Agreement between arterial partial pressure of carbon dioxide and saturation of hemoglobin with oxygen values obtained by direct arterial blood measurements versus noninvasive methods in conscious healthy and ill foals
Objective—To determine agreement between indirect measurements of end-tidal partial pressure of carbon dioxide (Petco2) and saturation of hemoglobin with oxygen as measured by pulse oximetry (Spo2) with direct measurements of Paco2 and calculated saturation of hemoglobin with oxygen in arterial blood (Sao2) in conscious healthy and ill foals. Design—Validation study. Animals—10 healthy and 21 ill neonatal foals. Procedures—Arterial blood gas analysis was performed on healthy and ill foals examined at a veterinary teaching hospital to determine direct measurements of Paco2 and Pao2 along with Sao2. Concurrently, Petco2 was measured with a capnograph inserted into a naris, and Spo2 was measured with a reflectance probe placed at the base of the tail. Paired values were compared by use of Pearson correlation coefficients, and level of agreement was assessed with the Bland-Altman method. Results—Mean ± SD difference between Paco2 and Petco2 was 0.1 ± 5.0 mm Hg.
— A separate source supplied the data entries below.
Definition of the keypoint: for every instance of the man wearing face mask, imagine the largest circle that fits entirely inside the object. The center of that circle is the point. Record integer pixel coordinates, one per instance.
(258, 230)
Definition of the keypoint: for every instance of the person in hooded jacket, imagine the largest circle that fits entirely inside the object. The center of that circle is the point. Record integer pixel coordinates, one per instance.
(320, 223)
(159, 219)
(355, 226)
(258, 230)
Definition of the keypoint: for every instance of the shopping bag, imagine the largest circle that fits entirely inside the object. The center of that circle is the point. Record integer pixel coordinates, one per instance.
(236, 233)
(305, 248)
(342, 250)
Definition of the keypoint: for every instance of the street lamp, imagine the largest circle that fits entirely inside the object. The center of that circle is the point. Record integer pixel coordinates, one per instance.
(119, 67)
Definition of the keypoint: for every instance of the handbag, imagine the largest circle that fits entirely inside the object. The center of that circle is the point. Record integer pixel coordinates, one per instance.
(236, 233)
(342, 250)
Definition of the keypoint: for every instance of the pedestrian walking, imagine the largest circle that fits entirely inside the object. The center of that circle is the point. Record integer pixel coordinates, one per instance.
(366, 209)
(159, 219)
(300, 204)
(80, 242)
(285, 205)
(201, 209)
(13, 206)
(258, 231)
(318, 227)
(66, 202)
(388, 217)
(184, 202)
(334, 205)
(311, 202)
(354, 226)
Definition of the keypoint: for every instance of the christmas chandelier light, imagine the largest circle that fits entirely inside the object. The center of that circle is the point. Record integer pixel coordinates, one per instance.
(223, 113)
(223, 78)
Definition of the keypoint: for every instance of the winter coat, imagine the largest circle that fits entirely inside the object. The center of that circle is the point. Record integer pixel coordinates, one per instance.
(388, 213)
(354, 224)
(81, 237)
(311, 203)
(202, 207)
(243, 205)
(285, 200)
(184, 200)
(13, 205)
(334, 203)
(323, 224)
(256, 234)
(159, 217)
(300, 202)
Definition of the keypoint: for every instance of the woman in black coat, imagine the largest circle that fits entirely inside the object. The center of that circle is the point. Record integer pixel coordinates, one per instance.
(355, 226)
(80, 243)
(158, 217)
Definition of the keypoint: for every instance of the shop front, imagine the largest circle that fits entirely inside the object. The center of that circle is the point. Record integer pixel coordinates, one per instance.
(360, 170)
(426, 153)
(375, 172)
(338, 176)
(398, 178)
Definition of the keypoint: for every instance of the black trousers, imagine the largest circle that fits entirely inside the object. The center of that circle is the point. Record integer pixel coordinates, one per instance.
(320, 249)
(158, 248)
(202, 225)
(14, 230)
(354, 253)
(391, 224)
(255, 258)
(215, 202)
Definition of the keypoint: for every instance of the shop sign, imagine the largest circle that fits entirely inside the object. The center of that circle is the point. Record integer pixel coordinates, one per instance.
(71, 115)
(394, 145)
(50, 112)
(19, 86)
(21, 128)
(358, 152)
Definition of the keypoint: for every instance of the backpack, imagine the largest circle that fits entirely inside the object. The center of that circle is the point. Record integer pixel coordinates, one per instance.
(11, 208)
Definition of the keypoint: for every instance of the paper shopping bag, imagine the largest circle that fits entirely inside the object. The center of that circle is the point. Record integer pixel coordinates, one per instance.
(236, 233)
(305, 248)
There was significant strong correlation (r = 0.779) and good agreement between Paco2 and Petco2. Mean ± SD difference between Sao2 and Spo2 was 2.5 ± 3.5%. There was significant moderate correlation (r = 0.499) and acceptable agreement between Sao2 and Spo2. Conclusions and Clinical Relevance—Both Petco2 obtained by use of nasal capnography and Spo2 obtained with a reflectance probe are clinically applicable and accurate indirect methods of estimating and monitoring Paco2 and Sao2 in neonatal foals. Indirect methods should not replace periodic direct measurement of corresponding parameters.
This article is from Journal of the American Veterinary Medical Association 239 (2011): 1341, doi: 10.2460/javma.239.10.1341. Posted with permission.